| Vilafranca kennen die meisten mobilen Mallorca-Besucher nur vom Durchfahren auf dem Weg von Palma nach Manacor. Seit einigen Jahren gibt es aber eine Umgehungsstrecke, sodass kaum noch Touristen durch Vilafranca de Bonany fahren. Schade, denn der Ort, gelegen zwischen zahlreichen Plantagen und blühenden Feldern, ist durchaus einen Besuch wert. Gegründet im 17. Jahrhundert leben heute 2.500 Menschen in Vilafranca de Bonany - meist "echte" Mallorquiner, die nicht direkt vom Tourismus leben. Durch die fruchtbaren Felder der Umgebung kann man in Vilafranca besonders frisches Obst und Gemüse einkaufen, in den zahlreichen Bars und kleinen Restaurants wie ein "richtiger" Inselbewohner seinen heißen Cafe genießen, einheimische Spezialitäten zu günstigen Preisen naschen oder an langen Tafeln zusammen mit den Menschen aus dem Ort ein ausgiebiges Mahl einnehmen. |
| Wer die Farbenvielfalt der Natur einmal in der ganzen Pracht genießen will, der sollte Vilafranca an einem Mittwoch besuchen. Beim Markt auf dem Plaza Major übertreffen sich die Obst- und Gemüsestände mit der liebevollen Dekoration aus verflochtenen Zwiebeln, feuerroten Pepperonis, Tomaten an Zweigen, Pyramiden aus Aprikosen und ebenmäßigen Melonen. Für diese runden, honigsüßen Melonen ist Vilafranca auf den ganzen Balearen berühmt, ja - gilt sogar quasi als "Melonenhauptstadt". Am zweiten Wochenende im September findet hier das große Melonenfest "Festa des Melo" statt, bei dem traditionell die größten und schwersten Melonen prämiert werden.

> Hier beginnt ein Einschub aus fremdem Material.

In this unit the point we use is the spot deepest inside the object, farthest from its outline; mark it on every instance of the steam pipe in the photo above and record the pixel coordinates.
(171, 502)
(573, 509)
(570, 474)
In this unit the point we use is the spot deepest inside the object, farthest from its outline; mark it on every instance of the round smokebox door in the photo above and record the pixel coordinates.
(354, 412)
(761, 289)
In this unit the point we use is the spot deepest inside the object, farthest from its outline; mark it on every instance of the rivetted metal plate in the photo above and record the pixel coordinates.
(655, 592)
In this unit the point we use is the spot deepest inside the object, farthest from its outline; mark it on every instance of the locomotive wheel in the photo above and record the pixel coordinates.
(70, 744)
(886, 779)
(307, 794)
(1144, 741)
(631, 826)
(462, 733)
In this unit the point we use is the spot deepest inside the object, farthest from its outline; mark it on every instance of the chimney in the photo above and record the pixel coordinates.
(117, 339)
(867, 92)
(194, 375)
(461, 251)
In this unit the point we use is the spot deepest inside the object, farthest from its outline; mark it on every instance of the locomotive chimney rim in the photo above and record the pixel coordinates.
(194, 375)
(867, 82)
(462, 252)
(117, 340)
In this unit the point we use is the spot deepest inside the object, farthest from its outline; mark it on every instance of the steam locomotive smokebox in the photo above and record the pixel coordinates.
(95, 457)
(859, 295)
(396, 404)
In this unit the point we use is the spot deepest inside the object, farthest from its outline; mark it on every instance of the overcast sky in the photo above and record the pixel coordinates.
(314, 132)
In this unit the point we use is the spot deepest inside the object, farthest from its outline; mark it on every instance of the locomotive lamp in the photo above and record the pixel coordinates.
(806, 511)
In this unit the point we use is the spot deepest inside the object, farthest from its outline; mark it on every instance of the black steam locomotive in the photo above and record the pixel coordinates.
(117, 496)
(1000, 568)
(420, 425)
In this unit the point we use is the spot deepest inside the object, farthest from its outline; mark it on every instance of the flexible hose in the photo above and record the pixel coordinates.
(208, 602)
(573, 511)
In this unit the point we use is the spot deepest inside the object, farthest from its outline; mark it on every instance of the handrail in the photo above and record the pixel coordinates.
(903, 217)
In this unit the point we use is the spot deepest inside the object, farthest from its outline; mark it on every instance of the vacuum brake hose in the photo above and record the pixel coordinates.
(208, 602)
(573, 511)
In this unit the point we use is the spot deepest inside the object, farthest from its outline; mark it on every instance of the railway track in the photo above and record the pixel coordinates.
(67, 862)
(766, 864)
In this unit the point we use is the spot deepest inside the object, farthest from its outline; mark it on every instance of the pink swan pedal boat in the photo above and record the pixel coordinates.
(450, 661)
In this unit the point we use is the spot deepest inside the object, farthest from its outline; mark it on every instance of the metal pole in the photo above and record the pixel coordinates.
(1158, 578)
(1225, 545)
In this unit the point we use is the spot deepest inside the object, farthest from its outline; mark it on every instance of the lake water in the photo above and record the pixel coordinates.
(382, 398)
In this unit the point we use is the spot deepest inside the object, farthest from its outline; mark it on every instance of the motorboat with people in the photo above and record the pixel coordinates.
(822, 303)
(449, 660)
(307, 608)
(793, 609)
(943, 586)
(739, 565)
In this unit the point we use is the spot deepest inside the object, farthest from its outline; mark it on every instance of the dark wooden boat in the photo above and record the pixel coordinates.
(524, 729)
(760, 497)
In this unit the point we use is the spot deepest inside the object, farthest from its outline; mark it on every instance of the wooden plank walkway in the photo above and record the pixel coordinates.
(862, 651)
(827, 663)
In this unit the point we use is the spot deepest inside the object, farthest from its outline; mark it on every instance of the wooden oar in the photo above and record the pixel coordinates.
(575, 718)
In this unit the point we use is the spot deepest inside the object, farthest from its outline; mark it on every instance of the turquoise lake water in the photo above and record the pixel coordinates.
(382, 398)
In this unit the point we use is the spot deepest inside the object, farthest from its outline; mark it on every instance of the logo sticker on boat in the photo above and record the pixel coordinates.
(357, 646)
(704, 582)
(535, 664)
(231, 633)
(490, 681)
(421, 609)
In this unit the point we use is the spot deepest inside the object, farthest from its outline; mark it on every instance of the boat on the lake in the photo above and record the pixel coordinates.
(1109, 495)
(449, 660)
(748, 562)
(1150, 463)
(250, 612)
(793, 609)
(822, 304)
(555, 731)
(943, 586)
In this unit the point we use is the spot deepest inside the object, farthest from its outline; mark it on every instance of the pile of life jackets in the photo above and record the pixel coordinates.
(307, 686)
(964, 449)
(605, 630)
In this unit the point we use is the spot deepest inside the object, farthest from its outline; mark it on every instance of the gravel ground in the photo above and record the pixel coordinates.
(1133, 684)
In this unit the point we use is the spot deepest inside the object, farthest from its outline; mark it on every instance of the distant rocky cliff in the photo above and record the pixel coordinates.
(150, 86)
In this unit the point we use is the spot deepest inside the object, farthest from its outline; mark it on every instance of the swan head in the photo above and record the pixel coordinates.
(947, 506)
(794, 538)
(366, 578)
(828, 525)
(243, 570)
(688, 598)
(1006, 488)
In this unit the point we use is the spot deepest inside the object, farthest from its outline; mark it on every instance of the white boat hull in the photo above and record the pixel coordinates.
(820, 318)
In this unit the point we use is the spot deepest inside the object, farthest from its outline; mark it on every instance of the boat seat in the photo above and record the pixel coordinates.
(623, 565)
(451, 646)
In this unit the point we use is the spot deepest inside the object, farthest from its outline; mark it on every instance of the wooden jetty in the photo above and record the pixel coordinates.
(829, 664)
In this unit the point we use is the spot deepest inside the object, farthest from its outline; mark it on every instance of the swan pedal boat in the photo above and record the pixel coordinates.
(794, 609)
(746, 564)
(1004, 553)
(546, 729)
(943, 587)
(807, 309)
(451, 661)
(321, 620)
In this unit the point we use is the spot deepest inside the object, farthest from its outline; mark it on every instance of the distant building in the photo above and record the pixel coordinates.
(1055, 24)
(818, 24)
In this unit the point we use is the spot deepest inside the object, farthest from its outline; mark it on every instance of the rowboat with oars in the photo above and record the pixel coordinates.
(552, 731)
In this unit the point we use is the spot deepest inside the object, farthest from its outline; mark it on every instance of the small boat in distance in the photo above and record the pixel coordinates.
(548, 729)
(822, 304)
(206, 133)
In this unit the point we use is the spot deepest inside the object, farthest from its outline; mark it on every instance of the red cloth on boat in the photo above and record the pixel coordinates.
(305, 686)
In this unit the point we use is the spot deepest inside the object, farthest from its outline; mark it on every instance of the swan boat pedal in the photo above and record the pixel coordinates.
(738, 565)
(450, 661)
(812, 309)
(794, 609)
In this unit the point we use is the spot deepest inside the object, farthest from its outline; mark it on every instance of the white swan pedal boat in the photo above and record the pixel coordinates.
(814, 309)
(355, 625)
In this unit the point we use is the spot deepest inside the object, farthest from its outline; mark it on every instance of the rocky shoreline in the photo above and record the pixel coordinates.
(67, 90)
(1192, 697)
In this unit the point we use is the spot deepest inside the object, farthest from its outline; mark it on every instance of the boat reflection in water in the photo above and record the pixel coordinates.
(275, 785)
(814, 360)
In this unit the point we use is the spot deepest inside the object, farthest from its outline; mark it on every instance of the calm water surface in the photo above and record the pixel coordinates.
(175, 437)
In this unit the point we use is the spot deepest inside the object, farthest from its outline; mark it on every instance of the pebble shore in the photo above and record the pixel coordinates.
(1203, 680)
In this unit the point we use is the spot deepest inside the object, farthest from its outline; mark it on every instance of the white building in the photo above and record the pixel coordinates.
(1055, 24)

Rund um dieses Spektakel gibt es zahlreiche Darbietungen bei viel Musik. Aber auch an normalen Markttagen geht es auf dem Plaza Major temperamentvoll zu. Von allen Seiten werden Kostproben gereicht, wer hier nicht einkauft, ist selbst Schuld. Frischer geht's nicht. |
Auf jeden Fall lohnt sich der Blick in die vielen kleinen Läden, in dem allerlei Kunsthandwerk und kunstvolle Stickerei angeboten werden. Gelegentlich erhascht man auch einen Blick in die Werkstätten, in denen es sehr ursprünglich zugeht. Dazu gehört die traditionelle Stahlschmiede, in der am offenen Feuer der Stahl zum glühen gebracht wird, bevor er am Amboss zu kunstvollen Beschlägen geformt wird. Ein Stück ursprüngliches Mallorca, verknüpft mit dem Hauch der adligen Geschichte des Landes, kann man bei einem Besuch des Landgutes Els Calderes, südlich von Vilafranca, erleben. Seit einigen Jahren wurde in dem Landgut ein privates Museum eingerichtet, in dem die Besucher eine kleine Zeitreise bis ins Jahr 1700 machen können. Die wunderschönen Möbel und großzügig ausgestatteten Räume bringen den Lebensstil des wohlhabenden Landadels in die Gegenwart. In den Werkstätten stehen Werkzeuge und Maschinen aus vergangenen Tagen.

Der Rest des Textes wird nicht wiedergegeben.